De Taiwan Dog, om mee te beginnen, valt in FCI groep 5, de Spitsen. Met een oude naam wordt het ras ook wel aangeduid als de Formosa Mountain Dog, en met zijn plaatsing in sectie 7 is het een jager. Volgens de literatuur is het een van de oudste hondenrassen ter wereld, zeker 10-20.000 jaar oud en heel lang volledig zuiver. Taiwan, als eiland, kende alleen dit ras. Het waren rond 160 de Nederlanders die de boel verpestten, zij brachten -als eerste kolonisten op Taiwan-  andere rassen mee die al gauw zich met deze hond vermengden. Toch was dat niet de voornaamste reden dat de Taiwan Dog bijna uitstierf, de eetgewoontes van de Chinezen die naar Taiwan kwamen waren vele malen destructiever. Inderdaad, de hond werd bijna volledig uitgeroeid door het eten van diezelfde hond.

In de jaren 70 werd deze stevige, kortharige (1-3cm) hond gered door de inspanningen van Dr. Sung Yung, die ver in de Taiwanese bergen een vrijwel zuivere populatie van 160 honden vond.
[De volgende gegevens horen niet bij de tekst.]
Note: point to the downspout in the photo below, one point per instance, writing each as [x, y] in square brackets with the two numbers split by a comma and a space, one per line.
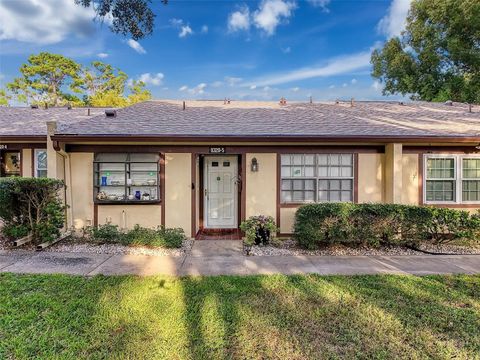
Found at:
[67, 175]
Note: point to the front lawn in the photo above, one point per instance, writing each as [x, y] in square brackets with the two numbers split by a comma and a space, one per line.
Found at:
[260, 317]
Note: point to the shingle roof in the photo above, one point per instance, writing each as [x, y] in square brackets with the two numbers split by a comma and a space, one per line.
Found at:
[207, 118]
[23, 121]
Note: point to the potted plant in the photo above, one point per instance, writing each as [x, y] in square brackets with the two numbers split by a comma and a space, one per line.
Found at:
[258, 230]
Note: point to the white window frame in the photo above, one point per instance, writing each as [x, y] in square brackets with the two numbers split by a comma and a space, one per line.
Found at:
[35, 161]
[458, 179]
[316, 177]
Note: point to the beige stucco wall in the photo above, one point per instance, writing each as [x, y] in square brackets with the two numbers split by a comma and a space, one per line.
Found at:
[26, 159]
[370, 177]
[287, 218]
[127, 216]
[81, 165]
[178, 191]
[410, 190]
[261, 186]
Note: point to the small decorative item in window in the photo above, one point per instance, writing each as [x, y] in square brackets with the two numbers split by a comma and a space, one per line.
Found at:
[254, 165]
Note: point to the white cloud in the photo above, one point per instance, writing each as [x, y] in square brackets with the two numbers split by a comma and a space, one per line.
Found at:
[44, 22]
[271, 13]
[199, 89]
[136, 46]
[335, 66]
[185, 31]
[239, 20]
[377, 85]
[232, 81]
[393, 23]
[320, 4]
[152, 79]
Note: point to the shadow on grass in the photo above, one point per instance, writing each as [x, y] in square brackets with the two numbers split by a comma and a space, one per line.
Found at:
[256, 317]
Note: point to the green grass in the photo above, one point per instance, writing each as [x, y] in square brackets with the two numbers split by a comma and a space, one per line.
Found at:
[259, 317]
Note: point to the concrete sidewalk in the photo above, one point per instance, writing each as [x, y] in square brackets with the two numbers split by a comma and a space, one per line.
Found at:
[226, 258]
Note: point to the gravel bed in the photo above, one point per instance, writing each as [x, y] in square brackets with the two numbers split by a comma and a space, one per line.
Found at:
[289, 247]
[78, 246]
[451, 249]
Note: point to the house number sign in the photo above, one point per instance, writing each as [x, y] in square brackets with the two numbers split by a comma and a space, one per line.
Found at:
[217, 150]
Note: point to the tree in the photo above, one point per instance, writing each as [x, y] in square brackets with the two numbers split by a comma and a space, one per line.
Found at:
[101, 79]
[437, 57]
[132, 18]
[45, 77]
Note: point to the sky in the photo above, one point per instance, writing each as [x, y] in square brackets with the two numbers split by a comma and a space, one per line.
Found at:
[245, 50]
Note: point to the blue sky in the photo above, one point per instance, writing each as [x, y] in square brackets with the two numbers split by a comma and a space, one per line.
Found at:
[258, 50]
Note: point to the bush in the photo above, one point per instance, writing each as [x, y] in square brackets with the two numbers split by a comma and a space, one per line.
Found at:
[381, 224]
[31, 205]
[258, 229]
[106, 233]
[138, 236]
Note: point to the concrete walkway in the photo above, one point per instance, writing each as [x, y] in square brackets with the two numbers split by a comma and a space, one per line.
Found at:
[226, 258]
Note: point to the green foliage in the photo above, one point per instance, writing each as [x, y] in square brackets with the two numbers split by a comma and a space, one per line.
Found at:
[106, 233]
[381, 224]
[53, 80]
[255, 224]
[44, 79]
[161, 237]
[437, 58]
[138, 236]
[132, 18]
[31, 205]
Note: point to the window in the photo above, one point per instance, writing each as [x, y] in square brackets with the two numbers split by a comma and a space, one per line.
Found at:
[126, 177]
[40, 163]
[452, 179]
[10, 163]
[316, 178]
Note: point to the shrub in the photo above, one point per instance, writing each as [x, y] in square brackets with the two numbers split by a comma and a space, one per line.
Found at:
[106, 233]
[381, 224]
[31, 205]
[138, 236]
[258, 229]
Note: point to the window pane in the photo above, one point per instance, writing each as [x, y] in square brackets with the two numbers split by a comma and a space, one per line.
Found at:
[440, 190]
[471, 190]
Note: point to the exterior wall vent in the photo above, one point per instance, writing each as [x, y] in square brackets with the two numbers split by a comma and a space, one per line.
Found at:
[111, 113]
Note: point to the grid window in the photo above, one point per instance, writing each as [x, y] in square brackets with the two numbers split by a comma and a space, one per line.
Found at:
[470, 179]
[40, 163]
[316, 178]
[440, 183]
[452, 179]
[126, 177]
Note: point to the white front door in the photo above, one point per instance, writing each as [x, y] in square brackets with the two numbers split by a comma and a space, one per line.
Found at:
[220, 182]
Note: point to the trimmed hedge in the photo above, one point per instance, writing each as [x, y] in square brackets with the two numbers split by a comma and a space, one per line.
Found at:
[381, 224]
[138, 236]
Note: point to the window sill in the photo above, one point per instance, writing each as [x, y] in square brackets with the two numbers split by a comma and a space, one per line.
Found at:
[127, 202]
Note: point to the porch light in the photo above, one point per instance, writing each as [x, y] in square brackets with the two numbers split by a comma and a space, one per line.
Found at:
[254, 165]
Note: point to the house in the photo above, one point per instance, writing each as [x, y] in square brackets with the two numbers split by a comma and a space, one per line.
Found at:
[207, 165]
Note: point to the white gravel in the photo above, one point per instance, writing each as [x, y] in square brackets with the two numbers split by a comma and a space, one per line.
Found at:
[79, 246]
[289, 247]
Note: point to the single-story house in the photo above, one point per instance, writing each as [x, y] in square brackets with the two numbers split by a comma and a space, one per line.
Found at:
[208, 165]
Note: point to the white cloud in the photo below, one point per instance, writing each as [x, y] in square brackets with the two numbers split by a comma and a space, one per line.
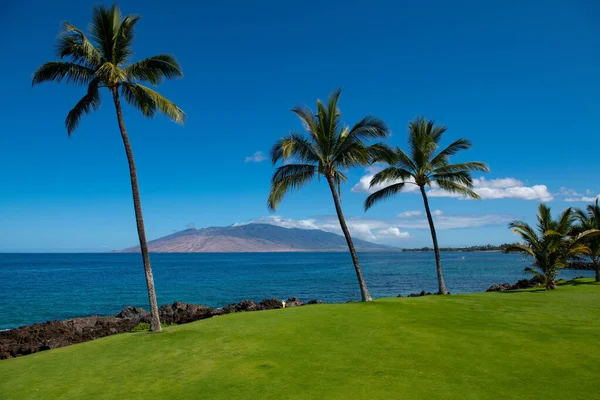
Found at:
[393, 231]
[363, 185]
[256, 157]
[567, 192]
[408, 214]
[502, 188]
[374, 229]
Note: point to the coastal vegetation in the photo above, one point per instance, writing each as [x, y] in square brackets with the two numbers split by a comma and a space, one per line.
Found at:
[103, 62]
[552, 245]
[590, 219]
[480, 345]
[486, 247]
[424, 168]
[328, 150]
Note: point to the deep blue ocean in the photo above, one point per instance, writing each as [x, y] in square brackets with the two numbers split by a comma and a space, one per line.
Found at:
[41, 287]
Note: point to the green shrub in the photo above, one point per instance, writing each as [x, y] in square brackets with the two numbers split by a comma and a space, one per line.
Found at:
[144, 326]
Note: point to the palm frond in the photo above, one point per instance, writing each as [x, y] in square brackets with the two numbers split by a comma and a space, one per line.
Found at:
[390, 175]
[149, 102]
[462, 177]
[368, 128]
[104, 29]
[154, 69]
[383, 194]
[354, 154]
[308, 120]
[381, 152]
[74, 44]
[454, 187]
[519, 248]
[287, 178]
[458, 145]
[122, 50]
[468, 166]
[532, 271]
[56, 71]
[91, 101]
[295, 147]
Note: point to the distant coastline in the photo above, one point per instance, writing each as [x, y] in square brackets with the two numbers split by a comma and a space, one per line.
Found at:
[472, 249]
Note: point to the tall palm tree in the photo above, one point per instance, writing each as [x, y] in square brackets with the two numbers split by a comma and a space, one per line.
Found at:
[424, 168]
[551, 246]
[103, 62]
[329, 149]
[590, 219]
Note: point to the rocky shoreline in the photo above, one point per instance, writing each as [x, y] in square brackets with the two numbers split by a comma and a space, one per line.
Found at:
[580, 265]
[54, 334]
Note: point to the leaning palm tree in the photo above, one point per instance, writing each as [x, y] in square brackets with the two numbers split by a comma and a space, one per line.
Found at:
[551, 246]
[590, 219]
[102, 62]
[424, 168]
[329, 149]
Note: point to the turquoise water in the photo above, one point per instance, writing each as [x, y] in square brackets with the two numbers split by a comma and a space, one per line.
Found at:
[40, 287]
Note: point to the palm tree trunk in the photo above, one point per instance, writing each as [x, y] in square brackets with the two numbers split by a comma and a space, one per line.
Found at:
[436, 249]
[137, 205]
[364, 292]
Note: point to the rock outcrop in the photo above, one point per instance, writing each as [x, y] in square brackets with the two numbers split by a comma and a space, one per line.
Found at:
[521, 284]
[53, 334]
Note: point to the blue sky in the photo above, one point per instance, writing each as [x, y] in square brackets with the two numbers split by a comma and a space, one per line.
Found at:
[520, 79]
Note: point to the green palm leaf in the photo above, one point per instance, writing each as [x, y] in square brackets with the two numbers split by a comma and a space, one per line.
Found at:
[154, 69]
[384, 193]
[57, 71]
[91, 101]
[287, 178]
[149, 102]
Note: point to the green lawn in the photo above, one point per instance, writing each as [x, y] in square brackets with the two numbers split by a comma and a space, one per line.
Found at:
[530, 344]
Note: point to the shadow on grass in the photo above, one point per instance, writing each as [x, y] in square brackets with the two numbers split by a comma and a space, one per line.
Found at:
[541, 289]
[578, 282]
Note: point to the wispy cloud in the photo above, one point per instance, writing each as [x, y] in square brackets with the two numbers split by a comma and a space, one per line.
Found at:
[503, 188]
[374, 229]
[259, 156]
[408, 214]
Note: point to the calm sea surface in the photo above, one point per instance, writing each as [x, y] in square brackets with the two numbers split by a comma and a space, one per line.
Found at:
[40, 287]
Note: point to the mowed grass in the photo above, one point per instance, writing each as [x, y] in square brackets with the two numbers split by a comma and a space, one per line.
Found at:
[530, 344]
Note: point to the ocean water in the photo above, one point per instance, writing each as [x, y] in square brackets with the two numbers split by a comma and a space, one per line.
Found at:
[41, 287]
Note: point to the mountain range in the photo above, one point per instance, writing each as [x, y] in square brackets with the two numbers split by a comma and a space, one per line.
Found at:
[254, 238]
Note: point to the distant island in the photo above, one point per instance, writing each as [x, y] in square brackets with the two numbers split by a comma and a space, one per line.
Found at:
[254, 238]
[487, 247]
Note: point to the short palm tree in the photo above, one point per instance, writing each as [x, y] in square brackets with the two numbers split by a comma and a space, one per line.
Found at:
[587, 220]
[551, 246]
[329, 149]
[102, 62]
[424, 168]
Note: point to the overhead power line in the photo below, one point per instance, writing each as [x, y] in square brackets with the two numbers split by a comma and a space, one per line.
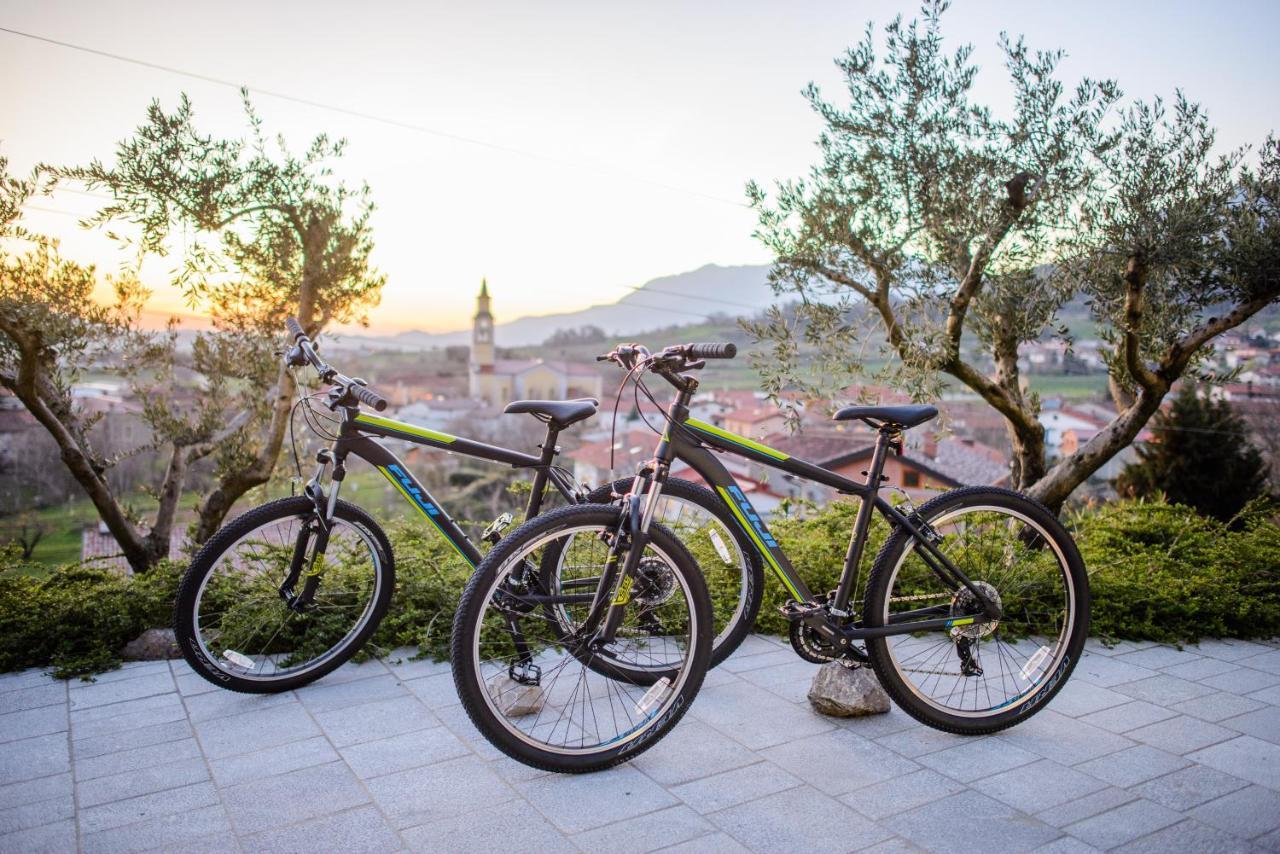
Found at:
[370, 117]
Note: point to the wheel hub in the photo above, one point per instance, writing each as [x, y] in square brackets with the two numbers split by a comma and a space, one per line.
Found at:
[964, 603]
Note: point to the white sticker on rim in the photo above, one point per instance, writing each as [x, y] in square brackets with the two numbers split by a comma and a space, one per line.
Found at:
[718, 542]
[238, 660]
[1032, 666]
[652, 697]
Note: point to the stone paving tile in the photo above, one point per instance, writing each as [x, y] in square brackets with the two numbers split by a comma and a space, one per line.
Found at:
[1198, 668]
[135, 758]
[33, 790]
[1107, 672]
[228, 736]
[839, 762]
[1128, 716]
[356, 831]
[44, 693]
[1244, 757]
[55, 839]
[206, 707]
[648, 832]
[1123, 825]
[755, 718]
[324, 697]
[170, 802]
[442, 790]
[1192, 786]
[141, 781]
[1188, 836]
[197, 768]
[28, 722]
[269, 762]
[122, 717]
[1164, 689]
[298, 795]
[1063, 739]
[786, 822]
[36, 757]
[1087, 807]
[1156, 657]
[977, 758]
[1079, 698]
[117, 692]
[1182, 734]
[1262, 724]
[376, 720]
[899, 794]
[1242, 680]
[1229, 649]
[24, 679]
[165, 832]
[691, 750]
[1038, 786]
[1217, 707]
[33, 814]
[736, 786]
[584, 802]
[1002, 829]
[1248, 812]
[128, 739]
[1137, 765]
[402, 752]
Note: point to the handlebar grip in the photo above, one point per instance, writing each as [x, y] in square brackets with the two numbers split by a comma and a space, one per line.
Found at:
[712, 351]
[369, 396]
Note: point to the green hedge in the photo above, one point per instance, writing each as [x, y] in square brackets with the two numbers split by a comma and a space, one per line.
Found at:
[1157, 571]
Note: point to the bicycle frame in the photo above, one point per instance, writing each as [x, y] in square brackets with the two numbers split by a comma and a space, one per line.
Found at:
[357, 435]
[693, 442]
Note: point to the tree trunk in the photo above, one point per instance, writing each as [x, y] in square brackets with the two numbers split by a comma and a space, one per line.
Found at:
[1061, 480]
[234, 484]
[32, 388]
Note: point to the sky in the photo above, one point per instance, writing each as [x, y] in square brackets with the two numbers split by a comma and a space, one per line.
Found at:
[576, 149]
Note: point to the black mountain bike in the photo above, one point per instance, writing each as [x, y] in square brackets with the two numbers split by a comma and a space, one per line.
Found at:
[289, 590]
[976, 610]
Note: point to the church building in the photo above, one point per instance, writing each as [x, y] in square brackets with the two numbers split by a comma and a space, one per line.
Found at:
[501, 380]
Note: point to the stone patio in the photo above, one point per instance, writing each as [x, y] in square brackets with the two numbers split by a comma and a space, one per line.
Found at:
[1147, 749]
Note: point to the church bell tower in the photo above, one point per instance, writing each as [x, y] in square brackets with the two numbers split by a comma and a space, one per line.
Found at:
[481, 339]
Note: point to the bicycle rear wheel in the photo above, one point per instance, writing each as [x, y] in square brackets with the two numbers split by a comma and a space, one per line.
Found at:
[558, 702]
[236, 629]
[974, 676]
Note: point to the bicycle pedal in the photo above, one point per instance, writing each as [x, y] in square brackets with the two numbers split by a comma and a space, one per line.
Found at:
[497, 526]
[795, 611]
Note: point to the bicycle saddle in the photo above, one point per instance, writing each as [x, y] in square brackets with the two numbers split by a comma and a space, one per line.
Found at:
[558, 414]
[903, 416]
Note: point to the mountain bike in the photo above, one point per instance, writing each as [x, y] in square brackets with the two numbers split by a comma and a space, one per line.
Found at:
[289, 590]
[977, 606]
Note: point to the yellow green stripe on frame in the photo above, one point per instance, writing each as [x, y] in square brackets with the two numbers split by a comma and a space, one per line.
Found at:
[402, 427]
[759, 544]
[703, 427]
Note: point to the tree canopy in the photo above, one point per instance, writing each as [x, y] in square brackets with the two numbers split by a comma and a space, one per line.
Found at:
[960, 234]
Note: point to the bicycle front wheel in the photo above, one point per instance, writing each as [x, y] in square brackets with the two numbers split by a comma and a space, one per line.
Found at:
[236, 628]
[562, 702]
[978, 676]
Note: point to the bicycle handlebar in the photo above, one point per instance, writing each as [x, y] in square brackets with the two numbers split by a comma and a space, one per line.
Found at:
[304, 354]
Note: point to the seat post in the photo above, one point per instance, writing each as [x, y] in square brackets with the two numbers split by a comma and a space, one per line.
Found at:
[858, 539]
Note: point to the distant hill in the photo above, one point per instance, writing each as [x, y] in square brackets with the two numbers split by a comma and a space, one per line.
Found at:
[672, 300]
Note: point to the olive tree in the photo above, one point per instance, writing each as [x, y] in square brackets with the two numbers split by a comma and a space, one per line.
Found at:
[959, 234]
[51, 328]
[270, 234]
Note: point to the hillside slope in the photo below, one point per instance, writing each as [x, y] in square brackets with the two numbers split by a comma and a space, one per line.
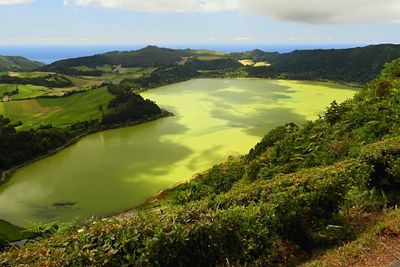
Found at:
[18, 64]
[300, 192]
[359, 64]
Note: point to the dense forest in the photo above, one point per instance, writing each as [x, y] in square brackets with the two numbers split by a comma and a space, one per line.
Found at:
[299, 192]
[344, 65]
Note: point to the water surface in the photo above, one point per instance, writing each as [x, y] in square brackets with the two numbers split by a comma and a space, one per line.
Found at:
[118, 169]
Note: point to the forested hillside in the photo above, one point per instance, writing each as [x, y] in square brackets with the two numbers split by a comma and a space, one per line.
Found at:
[299, 192]
[344, 65]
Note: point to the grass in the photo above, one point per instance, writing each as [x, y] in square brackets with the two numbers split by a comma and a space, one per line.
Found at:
[32, 74]
[377, 246]
[25, 91]
[209, 57]
[249, 62]
[57, 111]
[106, 68]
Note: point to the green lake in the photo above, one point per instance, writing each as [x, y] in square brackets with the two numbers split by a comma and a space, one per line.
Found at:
[119, 169]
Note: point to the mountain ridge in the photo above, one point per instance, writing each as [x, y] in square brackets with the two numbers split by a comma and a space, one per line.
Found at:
[18, 63]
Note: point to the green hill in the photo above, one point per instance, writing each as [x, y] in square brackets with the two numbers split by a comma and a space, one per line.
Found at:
[359, 64]
[18, 64]
[301, 191]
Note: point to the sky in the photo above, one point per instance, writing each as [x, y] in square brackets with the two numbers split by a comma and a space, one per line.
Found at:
[163, 22]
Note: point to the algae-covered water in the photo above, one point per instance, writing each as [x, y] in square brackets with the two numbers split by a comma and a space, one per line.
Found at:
[118, 169]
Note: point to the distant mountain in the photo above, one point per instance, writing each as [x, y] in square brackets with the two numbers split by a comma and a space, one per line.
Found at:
[18, 64]
[359, 64]
[147, 57]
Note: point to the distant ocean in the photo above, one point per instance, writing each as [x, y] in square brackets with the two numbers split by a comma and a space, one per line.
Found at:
[50, 53]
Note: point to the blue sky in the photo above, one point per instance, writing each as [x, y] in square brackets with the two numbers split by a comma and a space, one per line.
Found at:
[199, 21]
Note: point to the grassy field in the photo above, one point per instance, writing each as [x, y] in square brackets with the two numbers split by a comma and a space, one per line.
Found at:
[106, 68]
[24, 91]
[11, 232]
[57, 111]
[32, 74]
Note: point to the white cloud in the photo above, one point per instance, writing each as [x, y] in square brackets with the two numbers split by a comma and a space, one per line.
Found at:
[14, 2]
[162, 5]
[306, 11]
[326, 11]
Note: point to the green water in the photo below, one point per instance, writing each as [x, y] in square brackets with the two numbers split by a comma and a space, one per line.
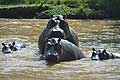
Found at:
[25, 65]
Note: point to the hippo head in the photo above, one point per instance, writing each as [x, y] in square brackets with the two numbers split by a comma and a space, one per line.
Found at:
[95, 54]
[53, 50]
[57, 27]
[6, 48]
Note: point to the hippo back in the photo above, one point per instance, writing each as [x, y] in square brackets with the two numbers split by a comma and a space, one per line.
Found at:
[68, 32]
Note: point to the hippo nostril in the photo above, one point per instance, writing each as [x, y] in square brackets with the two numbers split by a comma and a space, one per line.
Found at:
[51, 57]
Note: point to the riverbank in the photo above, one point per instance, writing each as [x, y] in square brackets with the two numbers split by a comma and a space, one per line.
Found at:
[44, 11]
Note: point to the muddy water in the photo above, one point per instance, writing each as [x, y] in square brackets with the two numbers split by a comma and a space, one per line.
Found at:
[25, 65]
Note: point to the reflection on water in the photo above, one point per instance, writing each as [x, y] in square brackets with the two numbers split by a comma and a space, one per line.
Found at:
[25, 65]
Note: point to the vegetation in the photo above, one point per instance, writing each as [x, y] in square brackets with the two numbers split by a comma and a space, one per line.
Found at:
[78, 8]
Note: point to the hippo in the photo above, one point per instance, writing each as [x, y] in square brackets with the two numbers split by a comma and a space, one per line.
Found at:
[103, 55]
[14, 46]
[57, 27]
[57, 50]
[6, 49]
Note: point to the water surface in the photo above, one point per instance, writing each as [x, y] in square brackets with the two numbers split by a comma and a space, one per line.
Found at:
[25, 65]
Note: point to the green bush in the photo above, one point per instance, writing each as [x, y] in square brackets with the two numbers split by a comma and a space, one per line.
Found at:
[61, 9]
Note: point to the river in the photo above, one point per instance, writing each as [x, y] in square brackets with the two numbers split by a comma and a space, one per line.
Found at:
[25, 64]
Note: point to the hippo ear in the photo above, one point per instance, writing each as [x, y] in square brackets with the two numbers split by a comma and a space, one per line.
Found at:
[104, 51]
[59, 40]
[64, 17]
[51, 16]
[13, 43]
[93, 49]
[46, 40]
[3, 44]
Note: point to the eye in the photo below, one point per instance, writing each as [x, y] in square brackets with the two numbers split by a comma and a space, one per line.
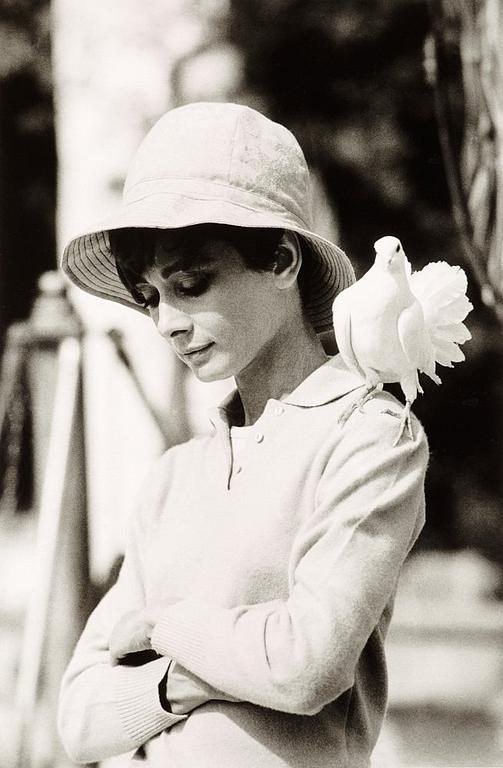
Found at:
[148, 296]
[192, 284]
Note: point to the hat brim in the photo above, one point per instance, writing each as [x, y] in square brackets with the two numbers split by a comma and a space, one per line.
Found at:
[89, 262]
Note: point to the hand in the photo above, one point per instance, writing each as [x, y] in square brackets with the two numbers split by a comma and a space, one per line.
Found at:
[133, 631]
[130, 635]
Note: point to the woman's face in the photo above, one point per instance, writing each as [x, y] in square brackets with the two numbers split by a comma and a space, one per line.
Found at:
[218, 315]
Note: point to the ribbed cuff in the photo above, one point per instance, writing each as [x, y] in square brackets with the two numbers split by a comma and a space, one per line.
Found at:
[137, 700]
Daar is mee doorgefokt, maar -hoe vaak gebeurt het niet binnen de kynologie-  er is strijd tussen de groep van (de zoon van) Sung Yung die het ras 100% zuiver wil houden, en een groep die door middel van gecontroleerde kruisingen (outcross) het ras van te veel inbreeding wil redden. De FCI erkent het ras pas sinds 2015. In de standaard wordt de hond omschreven als " Medium-sized dog with triangular head, almond shaped eyes, thin pricked ears and a sickle tail. Dry,sinewy and well balanced." Een pittig karakter hoort bij het ras, als bewezen afstammeling van de Zuid Aziatische Jachthonden.  Zijn maten: Mannelijk: 14–18 kg, Vrouwelijk: 12–16 kg, 43 (teven) tot 52cm hoog (laatste voor reuen). en in de kleuren Zwart, Fawn & White, Wit, Lichtbruin, Brindle, Zwart-wit.

Kai

Kai
Kai

En dan een eiland verder, Japan. De Kai. Opnieuw een hond uit groep 5, alleen nu sectie 5, de Aziatische spitsen. En opnieuw een "oudste" ras, want hij staat bekend als het oudste Japanse ras, dus ouder dan de Akita of Shiba. Neem een kleine hond met een donkere vacht, puntige oren en een pluizige staart, en je hebt een Kai. Niet alleen in Nederland, ook in hun thuisland zijn het zeer zeldzame honden. Wat deze honden uniek maakt, zijn de de tijger-achtige strepen die hun vacht sieren in verschillende tinten.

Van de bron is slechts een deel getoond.